Never Heard of Googlebot?

Well, that’s not a big problem because this blog post will do its best to familiarize you with this SEO terminology right away. However, don’t get alarmed about certain other terminologies that may crop up here to help you know more about Googlebot. To begin with, Googlebot is nothing but the search bot software (used by Google) to collect documents from the web to build a searchable index for its own Search engine.

An Internet bot, which is also called web robot, WWW robot or just ‘bot’ is a software application, as earlier mentioned, that performs automated and often repetitive tasks at a remarkably high speed unattainable by human beings. Nevertheless, bots are mostly used in web spidering or web crawling where an automated script retrieves or more technically ‘fetches’, analyzes as also files information from web servers within the twinkling of a second. In such cases, however, each server is allotted a file that is called robots.txt, carrying rules for the spidering or crawling of that server the bot is made to confront. Now that you have got the first hand knowledge about bot or web robot, we might as well proceed to the next part of our Googlebot introduction program.

To put it bluntly, Googlebot is Google’s web crawling bot where crawling is the course through which Googlebot finds out new and updated pages that are to be added to the Google index. Of course, Googlebot uses an algorithmic process, while computer programs determine the particular sites to crawl, how often to do that as also the number of pages to ‘fetch’ from each website.  However, Googlebot’s crawl system starts with a list of webpage URLs, created from earlier crawls that are enhanced with Sitemap data supplied by webmasters. Since Goglebot touches each of these websites, it can detect links (SRC and HREF) on each page while adding these to its list of pages to crawl new sites or changes to current sites, while dead links are noted and utilized for updating Google index.

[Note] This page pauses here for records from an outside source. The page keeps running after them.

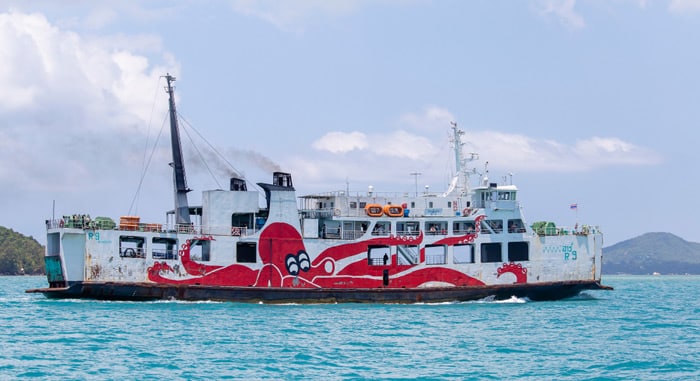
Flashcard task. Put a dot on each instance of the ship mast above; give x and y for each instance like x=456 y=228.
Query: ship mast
x=460 y=161
x=182 y=210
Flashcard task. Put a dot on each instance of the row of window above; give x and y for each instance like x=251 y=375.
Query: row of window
x=166 y=248
x=489 y=252
x=200 y=250
x=354 y=229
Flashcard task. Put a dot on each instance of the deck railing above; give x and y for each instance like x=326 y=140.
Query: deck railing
x=158 y=228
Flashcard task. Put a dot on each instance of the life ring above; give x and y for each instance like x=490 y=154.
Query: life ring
x=393 y=210
x=374 y=210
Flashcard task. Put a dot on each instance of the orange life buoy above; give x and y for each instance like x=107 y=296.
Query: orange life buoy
x=374 y=210
x=393 y=210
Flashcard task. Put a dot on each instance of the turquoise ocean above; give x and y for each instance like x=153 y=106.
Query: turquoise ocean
x=648 y=328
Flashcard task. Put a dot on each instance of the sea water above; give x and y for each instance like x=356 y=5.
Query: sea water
x=648 y=328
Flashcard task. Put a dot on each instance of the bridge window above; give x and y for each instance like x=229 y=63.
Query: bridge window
x=164 y=248
x=408 y=228
x=379 y=255
x=491 y=252
x=407 y=254
x=132 y=247
x=463 y=253
x=491 y=226
x=516 y=226
x=246 y=252
x=463 y=227
x=200 y=250
x=435 y=254
x=436 y=227
x=518 y=251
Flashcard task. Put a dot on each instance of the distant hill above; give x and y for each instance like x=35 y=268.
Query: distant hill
x=20 y=254
x=664 y=253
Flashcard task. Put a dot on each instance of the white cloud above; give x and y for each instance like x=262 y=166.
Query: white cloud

What Google’s Matt Cutts Says About Googlebot

One of the most tenacious blackhat webspam techniques we continue to see is hacked sites. I wanted to remind site owners that our free “Fetch as Google Tool”can be a really helpful way to see whether you’ve successfully cleaned up a hacked site.For example, recently a well-known musician’s website was hacked. The management firm for the musician wrote in to say that the site was clean now. Here’s the reply I sent back:

Unfortunately when our engineers checked this morning, the site was still hacked. I know the page looks clean to you, but when we send Googlebot to fetch www.[domain].com this morning, we see<title>Generic synthroid bad you :: Canadian Pharmacy</title> on the page. What the hackers are doing is sneaky but unfortunately pretty common. When you surf directly to the website, you see normal content. But when a search engine (or a visitor from a search engine) visits the website, they see hacked drug-related content. The reason that the hackers do it this way is so that the hacked content is harder to find/remove and so that hacked content stays up longer.

The fix in this case is to go deeper to clean the hack out of your system. See http://support.google.com/webmasters/bin/answer.py?hl=en&answer=163634 for some tips on how to do this, but every website is different.One important tool Google provides to help in assessing whether a site is cleaned up is our “Fetch as Googlebot” feature in our free webmaster console at http://google.com/webmasters/ . That tool lets you actually send Googlebot to your website and see exactly what we see when we fetch the page. That tool would have let you known that the website was still hacked.I hope that helps give an idea of where to go next.Something I love about “Fetch as Googlebot” is that it’s self-service–you don’t even need to talk to anyone at Google to diagnose whether your hacked site looks clean.